Considered the most important composer of flute music in the early 19th century, Friedrich Kuhlau has been referred to as “Beethoven of the flute”. Of his some-300 works, more than a quarter include the flute - the favoured instrument of gentlemen amateurs of the early 19th century - thus ensuring the composers of some nice profits. The Capriccio in D minor No.9 Op.10b (published 1810) is one of Kuhlau’s 12 Variations and Solos for solo flute, a collection of pieces based on familiar French and German folk melodies. Krausz’ performance of the Capriccio combines the piece’s rich agenda of expressive writing with opportunities for bravura performance, as she fashions and defines each motif and phrase with involvement, appealing capriciousness, articulacy and good articulation throughout the range of the instrument. Such writing suggests that Kuhlau must have been a virtuosic flautist. In 1814, however, the composer explained to his publisher Breitkopf & Härtel “I play this instrument only a little, but I know it exactly”. On matters of the instrument, he is known to have consulted with the flautist of the royal orchestra in Copenhagen.


In the late summer of 1826, Kuhlau moved to Lyngby, eight miles north of Copenhagen, where he spent his time composing and enjoying nature to the full in beautiful rural surroundings. One of the composer’s most substantial works for flute and piano, the Grande Sonate Concertante in A minor for piano and flute Op. 85 (1827), is a product of this period; it is the last of several sonatas composed for flute and piano. Krausz and Chai give vivid expression to Kuhlau’s free use of musical ideas, to the work’s grand gestures, its charm, changes of temperament and compelling textures, as in the opening movement (Allegro con passione), to the skipping, lilting, entertaining lightness of the Scherzo, to the tranquillity dictated by the Adagio and to the good-natured vivacity of the final movement (Rondo); in  the latter, Chai makes economical but hearty use of the Rosenberger piano’s drum-and-bell Janissary stop. In Krausz and Chai’s hands, Kuhlau’s rich harmonies, virtuosic writing and user-friendly melodiousness take on fluency, spontaneity, suave shaping and some lavish and elegant ornamentation. How alive this music emerges when performed on authentic instruments!


The title of Beethoven’s canon à 3 'Kühl, nicht lau' WoO 191 is a play on Kuhlau’s name. Written under the influence of a few glasses of champagne, the opening of the small canon’s somewhat strange course, floating in and out of tonality, is based on the B-A-C-H cryptogram (B-flat, A, C, B-natural) . On this disc we hear pianist/mathematician Joris Weimar’s reworking of the canon for three voices, piano and flute.

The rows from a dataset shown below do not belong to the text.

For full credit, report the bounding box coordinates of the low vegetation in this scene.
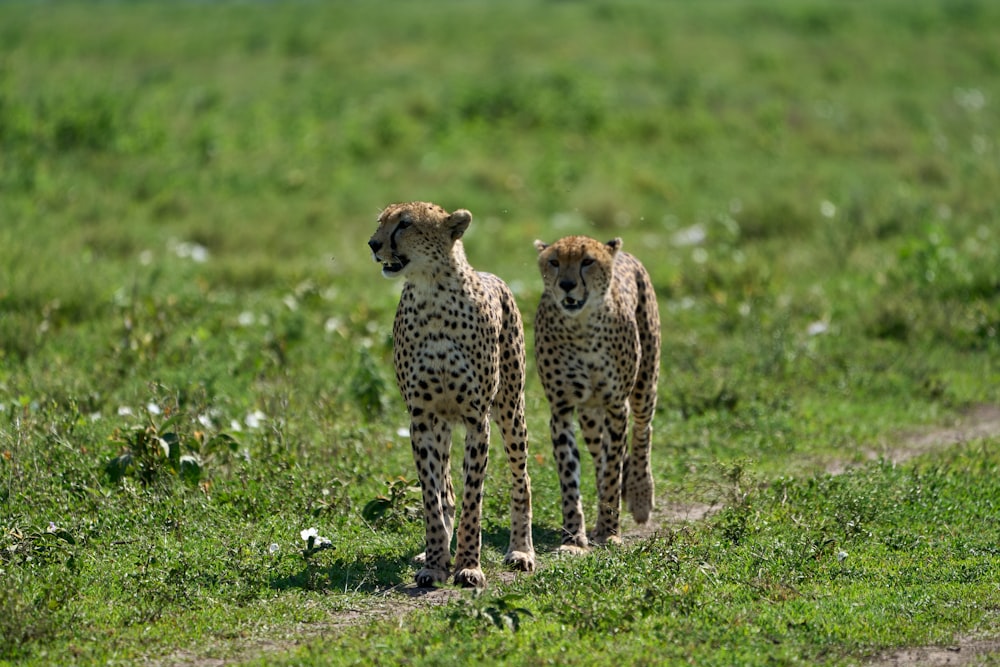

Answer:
[0,0,1000,665]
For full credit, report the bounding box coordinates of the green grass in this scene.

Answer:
[0,0,1000,664]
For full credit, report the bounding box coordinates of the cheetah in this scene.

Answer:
[368,202,535,588]
[535,236,660,553]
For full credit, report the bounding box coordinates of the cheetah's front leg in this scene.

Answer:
[549,408,588,553]
[594,405,629,544]
[455,414,490,588]
[410,415,455,587]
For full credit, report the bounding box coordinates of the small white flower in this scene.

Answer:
[243,410,267,428]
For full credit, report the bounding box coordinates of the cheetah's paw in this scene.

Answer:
[455,567,486,588]
[417,567,448,588]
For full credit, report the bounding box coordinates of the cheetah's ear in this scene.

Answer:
[445,208,472,241]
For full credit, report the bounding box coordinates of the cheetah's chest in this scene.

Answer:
[394,294,499,419]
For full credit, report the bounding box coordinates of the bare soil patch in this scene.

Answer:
[868,639,1000,667]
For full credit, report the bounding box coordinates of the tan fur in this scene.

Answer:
[368,202,535,587]
[535,236,660,552]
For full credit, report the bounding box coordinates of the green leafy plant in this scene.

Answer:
[361,477,421,525]
[448,589,534,632]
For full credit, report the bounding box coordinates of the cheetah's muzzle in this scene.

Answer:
[382,255,410,276]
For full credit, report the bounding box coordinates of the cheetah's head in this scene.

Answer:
[535,236,622,316]
[368,202,472,278]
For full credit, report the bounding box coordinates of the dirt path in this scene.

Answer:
[156,405,1000,667]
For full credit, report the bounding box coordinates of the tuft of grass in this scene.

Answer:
[0,0,1000,665]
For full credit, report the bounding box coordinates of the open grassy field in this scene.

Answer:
[0,0,1000,665]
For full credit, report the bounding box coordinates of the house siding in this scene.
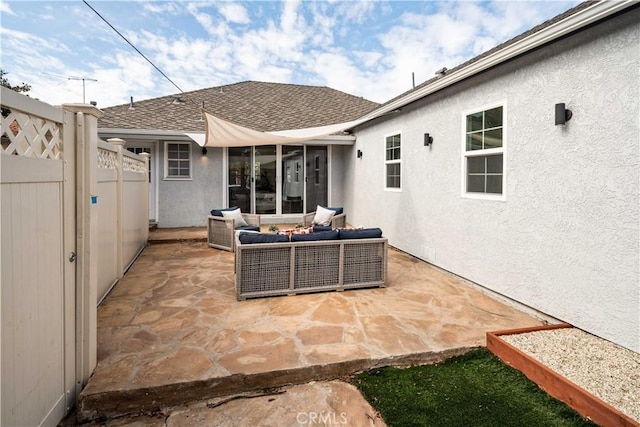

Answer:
[344,8,640,351]
[158,141,226,228]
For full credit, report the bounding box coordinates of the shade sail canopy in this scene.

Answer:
[201,112,361,147]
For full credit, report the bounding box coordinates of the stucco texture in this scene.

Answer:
[345,8,640,351]
[158,143,226,228]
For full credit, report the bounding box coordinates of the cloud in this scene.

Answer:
[0,2,15,16]
[218,2,251,24]
[0,0,576,106]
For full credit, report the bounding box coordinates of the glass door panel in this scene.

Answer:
[254,145,278,214]
[228,147,252,213]
[305,146,329,212]
[282,145,304,214]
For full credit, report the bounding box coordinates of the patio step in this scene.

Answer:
[76,347,475,423]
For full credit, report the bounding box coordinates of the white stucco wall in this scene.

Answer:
[158,142,226,228]
[345,8,640,351]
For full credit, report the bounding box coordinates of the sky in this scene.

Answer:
[0,0,579,108]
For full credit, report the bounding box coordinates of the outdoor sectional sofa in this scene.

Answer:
[207,207,260,252]
[235,229,387,300]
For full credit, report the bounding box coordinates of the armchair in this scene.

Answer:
[207,209,260,252]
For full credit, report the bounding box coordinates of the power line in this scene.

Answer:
[82,0,184,93]
[67,77,97,104]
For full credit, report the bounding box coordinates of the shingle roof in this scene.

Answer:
[98,81,379,132]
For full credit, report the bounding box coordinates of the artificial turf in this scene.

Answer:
[353,348,595,427]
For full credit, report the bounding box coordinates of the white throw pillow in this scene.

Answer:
[313,205,336,226]
[222,208,249,228]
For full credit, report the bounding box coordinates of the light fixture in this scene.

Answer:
[556,102,573,126]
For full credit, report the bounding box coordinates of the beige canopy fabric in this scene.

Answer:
[202,112,361,147]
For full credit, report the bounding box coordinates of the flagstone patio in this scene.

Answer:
[78,229,543,420]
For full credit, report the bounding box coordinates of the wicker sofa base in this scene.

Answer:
[235,237,387,300]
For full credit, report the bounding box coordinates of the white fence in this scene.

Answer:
[0,87,148,426]
[95,138,149,303]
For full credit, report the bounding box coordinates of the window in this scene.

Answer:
[463,106,504,195]
[384,134,401,190]
[165,143,191,179]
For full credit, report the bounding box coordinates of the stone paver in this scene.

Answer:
[78,231,542,425]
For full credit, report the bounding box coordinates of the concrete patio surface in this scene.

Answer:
[77,229,543,425]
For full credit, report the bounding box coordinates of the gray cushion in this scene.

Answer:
[236,225,260,231]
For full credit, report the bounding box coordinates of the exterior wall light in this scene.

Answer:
[556,102,573,126]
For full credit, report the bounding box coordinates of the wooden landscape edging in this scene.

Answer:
[487,323,640,427]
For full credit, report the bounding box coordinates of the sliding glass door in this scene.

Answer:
[228,145,328,215]
[254,145,278,214]
[227,147,253,212]
[281,145,304,214]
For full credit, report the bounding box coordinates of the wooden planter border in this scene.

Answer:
[487,323,640,427]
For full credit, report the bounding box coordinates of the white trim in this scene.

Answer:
[460,99,508,202]
[382,131,403,193]
[163,141,193,181]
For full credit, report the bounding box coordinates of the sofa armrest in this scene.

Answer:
[331,213,347,228]
[302,212,347,228]
[240,213,260,227]
[302,211,316,227]
[209,215,233,230]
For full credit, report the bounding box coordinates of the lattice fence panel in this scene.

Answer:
[1,108,62,159]
[98,147,118,169]
[122,156,147,173]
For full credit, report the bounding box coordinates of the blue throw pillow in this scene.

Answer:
[238,233,289,244]
[327,207,344,215]
[291,230,339,242]
[340,228,382,239]
[211,206,238,216]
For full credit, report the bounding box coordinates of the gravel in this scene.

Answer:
[500,328,640,422]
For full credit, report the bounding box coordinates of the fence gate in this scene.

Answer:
[0,88,77,426]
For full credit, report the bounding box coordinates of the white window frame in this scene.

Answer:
[164,141,193,181]
[460,100,508,201]
[382,131,403,192]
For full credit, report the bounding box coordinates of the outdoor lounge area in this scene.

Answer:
[78,228,543,419]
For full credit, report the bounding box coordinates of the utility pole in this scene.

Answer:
[68,77,97,104]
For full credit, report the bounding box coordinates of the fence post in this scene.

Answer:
[140,153,151,242]
[107,138,125,280]
[62,104,102,388]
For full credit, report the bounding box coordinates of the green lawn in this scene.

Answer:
[353,348,595,427]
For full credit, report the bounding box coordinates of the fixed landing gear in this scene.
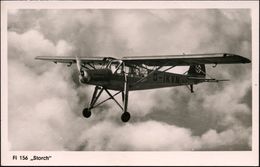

The instrumentalists are joined by João Moreira (tenor), Matthijs van de Woerd (baritone) and Marc Pantus (bass baritone). Referring to Weimar’s arrangement of the canon, Chai and Krausz write: “We hope that it brings modern-day listeners closer to a time when extemporization and musical riddles were a regular part of musicians’ lives.” Recorded in The Netherlands in 2019 under exclusive license to Outhere Music, the disc’s lively, fresh and rich sound quality does justice to the artists’ informed, profound and dedicated musicianship.